Tuesday, December 30, 2003

New Year's Resolution #3: Celebrate Multiraciality

This is an issue that really pisses me off.

Let me state that I am ethnically Cuban, Black (yes, Mr. President, they have Black people in Cuba as well as Brazil), Italian, Spaniard, and Chinese. I take pride in the many cool things in all of these ancestries and cultural legacies. I consider myself to "be" all of these things (and don't see any conflict between this and my identity as an American, either).

That's why this abcnews.com article really annoyed me. It tells the non un-interesting story of Wayne Joseph, a man who took a DNA test out of curiosity and found out that he's not black like he thought he was.

...After seeing a TV story last April about a Florida company, DNA Print Genomics, which marketed an ancestry-by-DNA test, he began to wonder exactly how much of him was African, how much wasn't, and what else there might be in his genes.

...A few weeks later, the results arrived at his comfortable Claremont, Calif., home.

"I just glanced at it, just a cursory glance initially — didn't really notice it much," Joseph said. "Then, I went back to it, because all of a sudden it hit me exactly what I had read. And it read, 57 percent Indo-European, 39 percent Native American, 4 percent East Asian and 0 percent African.

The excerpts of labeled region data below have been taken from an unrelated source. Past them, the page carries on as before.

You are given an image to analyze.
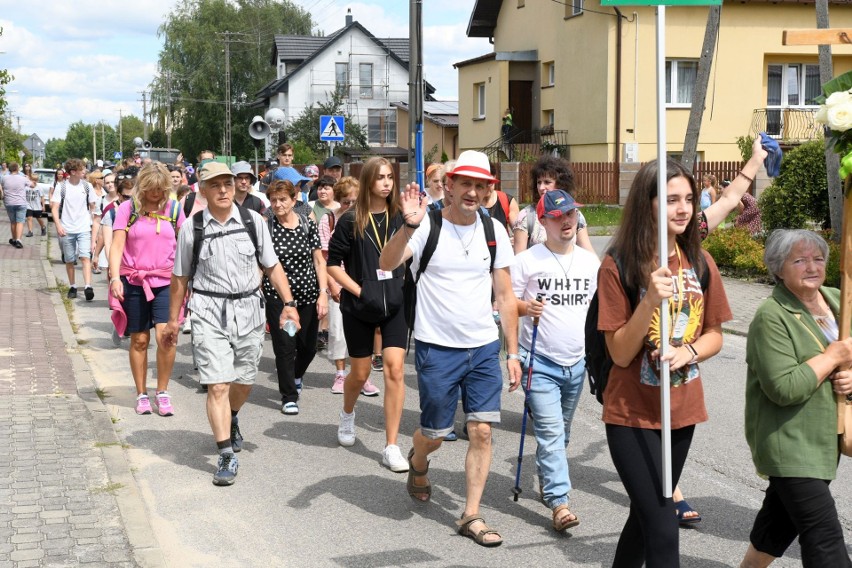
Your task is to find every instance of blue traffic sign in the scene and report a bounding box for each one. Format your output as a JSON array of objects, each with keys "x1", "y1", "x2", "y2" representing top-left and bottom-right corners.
[{"x1": 320, "y1": 114, "x2": 346, "y2": 142}]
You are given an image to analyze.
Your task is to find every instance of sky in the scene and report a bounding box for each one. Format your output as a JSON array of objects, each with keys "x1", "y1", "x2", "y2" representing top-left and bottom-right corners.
[{"x1": 0, "y1": 0, "x2": 492, "y2": 142}]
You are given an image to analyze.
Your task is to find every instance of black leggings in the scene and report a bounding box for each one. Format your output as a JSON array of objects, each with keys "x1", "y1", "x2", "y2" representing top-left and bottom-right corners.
[{"x1": 606, "y1": 424, "x2": 695, "y2": 568}]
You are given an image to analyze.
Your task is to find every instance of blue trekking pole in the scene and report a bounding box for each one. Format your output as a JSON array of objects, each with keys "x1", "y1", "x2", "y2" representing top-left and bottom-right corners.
[{"x1": 512, "y1": 293, "x2": 544, "y2": 502}]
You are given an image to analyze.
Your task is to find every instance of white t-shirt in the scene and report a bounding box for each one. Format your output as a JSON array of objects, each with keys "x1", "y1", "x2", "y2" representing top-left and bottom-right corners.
[
  {"x1": 407, "y1": 214, "x2": 514, "y2": 348},
  {"x1": 510, "y1": 244, "x2": 601, "y2": 366},
  {"x1": 50, "y1": 180, "x2": 98, "y2": 234}
]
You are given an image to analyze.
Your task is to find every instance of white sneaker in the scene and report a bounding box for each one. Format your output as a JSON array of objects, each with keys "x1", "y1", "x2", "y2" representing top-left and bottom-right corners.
[
  {"x1": 337, "y1": 412, "x2": 355, "y2": 447},
  {"x1": 382, "y1": 444, "x2": 408, "y2": 473}
]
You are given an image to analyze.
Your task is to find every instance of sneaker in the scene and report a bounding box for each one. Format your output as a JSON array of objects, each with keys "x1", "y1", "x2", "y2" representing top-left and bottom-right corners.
[
  {"x1": 213, "y1": 452, "x2": 240, "y2": 485},
  {"x1": 382, "y1": 444, "x2": 408, "y2": 473},
  {"x1": 136, "y1": 394, "x2": 151, "y2": 414},
  {"x1": 361, "y1": 379, "x2": 382, "y2": 396},
  {"x1": 337, "y1": 412, "x2": 355, "y2": 447},
  {"x1": 157, "y1": 391, "x2": 175, "y2": 416},
  {"x1": 231, "y1": 416, "x2": 243, "y2": 452},
  {"x1": 331, "y1": 373, "x2": 346, "y2": 394}
]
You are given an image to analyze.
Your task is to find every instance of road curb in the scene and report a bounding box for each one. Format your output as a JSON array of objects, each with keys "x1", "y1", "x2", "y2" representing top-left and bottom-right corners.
[{"x1": 40, "y1": 232, "x2": 168, "y2": 568}]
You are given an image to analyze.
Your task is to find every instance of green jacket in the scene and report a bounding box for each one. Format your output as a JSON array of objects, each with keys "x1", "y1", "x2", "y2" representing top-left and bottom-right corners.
[{"x1": 745, "y1": 283, "x2": 840, "y2": 479}]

Fine, interesting. Andcertainlyy a strange discovery to find out about one's self. One that probably could lead to a newfound interest in your family'sgenealogyy, and a new interest in the cultures that your ancestors came from.

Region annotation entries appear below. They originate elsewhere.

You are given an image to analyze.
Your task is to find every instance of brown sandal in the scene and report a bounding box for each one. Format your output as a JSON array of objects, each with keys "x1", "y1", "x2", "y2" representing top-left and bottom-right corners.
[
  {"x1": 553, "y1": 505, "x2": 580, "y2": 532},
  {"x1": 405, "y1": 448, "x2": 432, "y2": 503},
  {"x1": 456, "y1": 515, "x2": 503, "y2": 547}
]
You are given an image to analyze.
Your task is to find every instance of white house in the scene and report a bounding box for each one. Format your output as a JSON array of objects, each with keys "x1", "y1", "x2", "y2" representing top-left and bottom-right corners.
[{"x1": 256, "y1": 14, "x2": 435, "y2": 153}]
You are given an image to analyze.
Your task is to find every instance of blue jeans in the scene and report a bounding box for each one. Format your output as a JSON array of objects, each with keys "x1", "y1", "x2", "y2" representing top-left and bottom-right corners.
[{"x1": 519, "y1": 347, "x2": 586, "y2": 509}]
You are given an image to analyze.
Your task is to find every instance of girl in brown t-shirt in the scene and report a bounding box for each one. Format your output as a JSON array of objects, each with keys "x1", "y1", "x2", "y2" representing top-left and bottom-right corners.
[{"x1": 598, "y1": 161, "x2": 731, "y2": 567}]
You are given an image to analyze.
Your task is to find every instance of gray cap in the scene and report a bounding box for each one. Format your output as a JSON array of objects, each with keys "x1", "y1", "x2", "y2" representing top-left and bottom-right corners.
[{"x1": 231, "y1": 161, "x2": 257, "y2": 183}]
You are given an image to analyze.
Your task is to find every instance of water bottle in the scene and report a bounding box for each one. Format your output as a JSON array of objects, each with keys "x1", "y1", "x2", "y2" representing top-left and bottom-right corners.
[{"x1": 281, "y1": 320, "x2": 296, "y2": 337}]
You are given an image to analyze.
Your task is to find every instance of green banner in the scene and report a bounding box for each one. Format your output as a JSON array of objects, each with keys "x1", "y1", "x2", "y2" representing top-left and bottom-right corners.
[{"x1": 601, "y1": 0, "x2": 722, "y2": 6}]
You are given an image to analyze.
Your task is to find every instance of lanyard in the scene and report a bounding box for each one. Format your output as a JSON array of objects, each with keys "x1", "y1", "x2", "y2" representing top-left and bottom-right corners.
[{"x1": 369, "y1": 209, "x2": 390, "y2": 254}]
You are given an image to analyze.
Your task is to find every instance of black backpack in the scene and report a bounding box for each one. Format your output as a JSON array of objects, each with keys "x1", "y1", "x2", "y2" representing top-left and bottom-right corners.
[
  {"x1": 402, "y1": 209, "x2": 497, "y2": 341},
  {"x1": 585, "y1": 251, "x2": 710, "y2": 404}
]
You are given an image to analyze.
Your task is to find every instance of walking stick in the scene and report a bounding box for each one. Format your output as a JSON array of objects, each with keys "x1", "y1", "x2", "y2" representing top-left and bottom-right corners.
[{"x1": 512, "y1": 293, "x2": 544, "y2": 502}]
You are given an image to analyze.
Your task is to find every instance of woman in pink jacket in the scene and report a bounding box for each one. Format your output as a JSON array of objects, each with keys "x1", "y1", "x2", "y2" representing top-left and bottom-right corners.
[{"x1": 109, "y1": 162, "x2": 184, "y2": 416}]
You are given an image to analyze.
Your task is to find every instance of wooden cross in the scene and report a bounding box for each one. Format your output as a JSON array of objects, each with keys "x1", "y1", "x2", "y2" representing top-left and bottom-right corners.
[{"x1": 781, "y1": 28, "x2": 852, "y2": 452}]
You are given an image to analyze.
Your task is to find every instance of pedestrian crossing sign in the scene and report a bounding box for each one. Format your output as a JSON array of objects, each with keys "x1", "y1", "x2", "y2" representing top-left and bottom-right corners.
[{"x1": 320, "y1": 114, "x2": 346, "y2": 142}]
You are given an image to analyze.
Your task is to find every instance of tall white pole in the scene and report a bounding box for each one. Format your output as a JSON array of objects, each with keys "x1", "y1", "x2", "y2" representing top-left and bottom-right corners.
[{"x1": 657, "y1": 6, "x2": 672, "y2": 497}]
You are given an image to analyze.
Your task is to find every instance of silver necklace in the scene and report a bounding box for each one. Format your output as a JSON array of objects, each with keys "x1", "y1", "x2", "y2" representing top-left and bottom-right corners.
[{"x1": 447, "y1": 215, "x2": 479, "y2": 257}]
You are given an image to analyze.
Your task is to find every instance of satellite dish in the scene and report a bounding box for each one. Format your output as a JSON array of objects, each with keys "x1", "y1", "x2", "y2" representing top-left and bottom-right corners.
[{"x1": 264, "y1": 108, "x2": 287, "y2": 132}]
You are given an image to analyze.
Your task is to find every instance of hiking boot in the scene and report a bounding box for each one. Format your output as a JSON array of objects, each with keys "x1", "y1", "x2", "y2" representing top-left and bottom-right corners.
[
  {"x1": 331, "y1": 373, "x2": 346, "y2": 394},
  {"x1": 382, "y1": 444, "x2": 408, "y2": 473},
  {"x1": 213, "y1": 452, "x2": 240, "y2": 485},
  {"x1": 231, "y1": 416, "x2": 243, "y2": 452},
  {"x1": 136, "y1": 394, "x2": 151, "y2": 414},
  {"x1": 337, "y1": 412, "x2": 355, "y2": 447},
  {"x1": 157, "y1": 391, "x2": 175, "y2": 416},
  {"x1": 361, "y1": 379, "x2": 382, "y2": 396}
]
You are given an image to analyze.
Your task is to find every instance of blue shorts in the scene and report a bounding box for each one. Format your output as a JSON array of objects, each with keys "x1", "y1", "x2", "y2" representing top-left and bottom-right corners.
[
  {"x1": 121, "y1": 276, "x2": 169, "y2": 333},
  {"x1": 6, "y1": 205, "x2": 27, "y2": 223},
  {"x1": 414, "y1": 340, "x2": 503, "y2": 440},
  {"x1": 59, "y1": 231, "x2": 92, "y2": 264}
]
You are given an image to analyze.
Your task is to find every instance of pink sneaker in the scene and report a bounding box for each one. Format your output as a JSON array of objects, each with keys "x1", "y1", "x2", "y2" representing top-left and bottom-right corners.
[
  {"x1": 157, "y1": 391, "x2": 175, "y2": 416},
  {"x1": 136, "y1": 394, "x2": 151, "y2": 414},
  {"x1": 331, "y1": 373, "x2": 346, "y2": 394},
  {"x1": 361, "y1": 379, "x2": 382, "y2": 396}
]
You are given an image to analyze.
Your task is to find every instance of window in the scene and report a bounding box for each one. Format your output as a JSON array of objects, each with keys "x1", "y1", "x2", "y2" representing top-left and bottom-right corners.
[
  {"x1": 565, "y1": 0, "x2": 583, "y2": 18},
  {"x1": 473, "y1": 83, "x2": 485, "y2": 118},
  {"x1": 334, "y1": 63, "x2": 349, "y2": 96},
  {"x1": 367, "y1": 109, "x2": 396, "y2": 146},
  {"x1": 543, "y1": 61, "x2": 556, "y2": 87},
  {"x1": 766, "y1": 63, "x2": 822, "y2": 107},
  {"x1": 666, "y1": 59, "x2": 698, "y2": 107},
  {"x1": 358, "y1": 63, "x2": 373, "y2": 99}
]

Fine. Great. But the annoying part comes later.

Only in an absurd farce, like The Jerk, does a white man identify himself as black, though, in a way, that is precisely what Wayne Joseph proudly, if unwittingly, did for the last 50 years. The question is, what does he do now?

Emphasis mine. Wow. Poor Wayne Joseph, just discovered that he's White, Native American, and East Asian, and instead of being able to embrace these new facets of himself, loses the last two a few paragraphs later. Citing the "one drop makes you black" rule, writer Jim Wooten seems to have let slide the "one drop makes you white" rule.

Wayne Joseph is not White. He is White and Native American and East Asian. He should embrace all sides of his heritage. (I myself would be curious about the East Asian. That's probably some interesting family history, there.)